Am selben Gebäude hängt diese Erinnerungstafel: Hier hat Kurt Weill mal gewohnt – und ich war jetzt auch hier, toll, Kurt Weill und ich, an der selben Stelle! Das Haus ist allerdings erst von 1957 … Ich sah mal ein Schild, auf dem stand: Hier kotzte Goethe. Das ist doch gut zu wissen, und wenn einem zufällig auch gerade schlecht ist, kann man ein bißchen würgen und schon hat man was gemeinsam.

Das Hansaviertel war nach dem 2. WK größtenteils zerstört, also organisierte die Stadt 1956/57 eine Internationale Bauaustellung, kurz Interbau genannt. 53 Architekten aus 13 Ländern setzten ihre Ideen um, zu denen solche interessanten Experimente gehörten wie oben …

… und zusammenhängende Bungalows, die nach außen relativ abgeschottet sind, aber einen gemeinsamen Innenhof haben (sollen, den haben wir natürlich nicht gesehen) …

… aber auch solche Prachtstücke.

Tja – irgendwie mußte man die Leute unterbringen. Außerdem dachte man sich nichts Böses dabei. Die Idee des Architekten Le Corbusier, massenhafte Behausung als „Wohnmaschinen“ zu planen, galt als architektonisch und sozial fortschrittlich. Tatsächlich weiß ich nicht, wie da die Wohnqualität ist – sind sie Häuser gut gepflegt, die Wohnungen groß genug und gut schallisoliert, ist sie vielleicht gar nicht schlecht.

Es ist nicht weit zur Haltestelle Bellevue, ein paar Meter weiter, direkt an der Spree ist das Café Buchwald, von dem wir im TV gehört hatten, und das berühmt ist für seinen Baumkuchen, dem „König der Kuchen“, wie es in einem Prospekt heißt.

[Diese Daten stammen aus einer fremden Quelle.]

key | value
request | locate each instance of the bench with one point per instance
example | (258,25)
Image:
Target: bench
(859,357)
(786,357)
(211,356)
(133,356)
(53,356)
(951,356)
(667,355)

Ein Oma-Café, wie man es sich schöner kaum wünschen kann – das tut mal ganz gut als Kontrast zu diesen ganzen trendigen Cafés in Kreuzberg, in denen man von Glück sagen kann, wenn man das bekommt, was man bestellt hat. Keine Musik, eine Bedienung, die einen zur Kuchentheke begleitet und fachmännisch berät – ich glaube, ich werde immer konservativer.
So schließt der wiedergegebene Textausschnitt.